On the evidence of the affectionate laughter I heard around me, with direction by Mark Babych, I’d say yes. “That was completely brilliant,” I overheard one punter saying. Bradwell has endorsed it too.

I don’t wish to be a party-pooper. I was often amused. But diligently and irreverently crafted though Bean’s act of imaginative reconstruction is, it strikes me as being all cod and no chips. Hull Truck was a trail-blazer on the touring experimental scene – it was the first fringe company to present a show at the new National theatre. Bean shows it gaining impact at a local level, but not how it came to matter further afield.

His focus on bare-bones beginnings also rules out some of the gems found in Bradwell’s memoir, a part-inspiration for him, such as the time Beat poet Allen Ginsberg joined them for a kids show only to be pelted by Coke cans.

A sense of static enclosure is writ large from the start, when a woozy exchange on a living-room sofa involving a couple of stoners reveals itself as a work-in-progress involving improvised characters – Bradwell wanted his actors as immersed in their roles as possible, a DIY “Method” approach. Whatever’s happening beyond the outside telephone box that serves as an office barely impinges; there’s no discussion of current events, say.
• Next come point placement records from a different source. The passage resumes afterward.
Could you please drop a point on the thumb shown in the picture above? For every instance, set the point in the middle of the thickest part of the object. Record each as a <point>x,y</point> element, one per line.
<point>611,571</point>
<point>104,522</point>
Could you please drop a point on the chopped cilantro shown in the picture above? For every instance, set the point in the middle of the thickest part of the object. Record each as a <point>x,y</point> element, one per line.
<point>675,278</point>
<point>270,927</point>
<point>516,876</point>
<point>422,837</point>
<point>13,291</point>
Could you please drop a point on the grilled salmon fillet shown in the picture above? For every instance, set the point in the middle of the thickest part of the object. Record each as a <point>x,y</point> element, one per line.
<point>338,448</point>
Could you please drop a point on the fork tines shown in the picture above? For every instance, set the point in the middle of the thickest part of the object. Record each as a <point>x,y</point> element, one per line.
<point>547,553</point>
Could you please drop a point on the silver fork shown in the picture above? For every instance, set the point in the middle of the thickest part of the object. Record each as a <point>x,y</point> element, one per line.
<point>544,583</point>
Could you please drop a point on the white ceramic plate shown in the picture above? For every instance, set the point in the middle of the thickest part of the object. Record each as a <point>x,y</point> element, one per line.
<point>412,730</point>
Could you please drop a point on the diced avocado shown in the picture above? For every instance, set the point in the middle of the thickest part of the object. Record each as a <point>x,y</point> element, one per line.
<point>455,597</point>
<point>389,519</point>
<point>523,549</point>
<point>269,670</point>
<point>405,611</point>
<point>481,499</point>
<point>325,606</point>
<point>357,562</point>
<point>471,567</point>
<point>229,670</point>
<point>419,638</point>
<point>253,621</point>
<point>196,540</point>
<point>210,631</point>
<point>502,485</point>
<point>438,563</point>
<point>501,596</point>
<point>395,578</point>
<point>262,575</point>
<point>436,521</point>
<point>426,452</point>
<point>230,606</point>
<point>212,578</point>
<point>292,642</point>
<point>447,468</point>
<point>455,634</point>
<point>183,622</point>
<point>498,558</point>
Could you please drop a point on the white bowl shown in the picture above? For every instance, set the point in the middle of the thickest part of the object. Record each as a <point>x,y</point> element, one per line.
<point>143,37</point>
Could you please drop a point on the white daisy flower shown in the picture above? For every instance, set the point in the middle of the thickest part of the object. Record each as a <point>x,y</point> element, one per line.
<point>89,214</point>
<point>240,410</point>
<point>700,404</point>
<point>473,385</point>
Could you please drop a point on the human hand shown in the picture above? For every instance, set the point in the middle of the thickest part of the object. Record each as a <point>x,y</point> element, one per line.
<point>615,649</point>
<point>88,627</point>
This being a harsh winter, and the fan-heater broken (a cue for one of a number of live coltish rock numbers), they’ve resorted to burning bits of furniture to stay warm.

Bean dives into the giro-funded grottiness of it all with aplomb but doesn’t fully unpick the motivations and aspirations binding the cohort together. Aside from love trouble between Kieran Knowles’s bearded, earnest Bradwell and fed-up actress Linda (Lauryn Redding), it’s fairly low-heat in terms of personal drama.

The stage comes to its most riotous life during a bonkers, typically bawdy cabaret hour and at each appearance by Joanna Holden, playing the formidable landlady Mrs Snowball. She’s like a Hyacinth Bucket of Hull, with a dash of feral aggression that leaves a hapless male food company rep fending her off in the funniest scene. Some of the local in-jokes inevitably went over my head. Entirely intelligible, though, is the two-word expletive from John Cleese (fact!) sent in response to a begging letter from the troupe. All the same, with the theatre still trucking, you could at least say that Bradwell and co had the last laugh.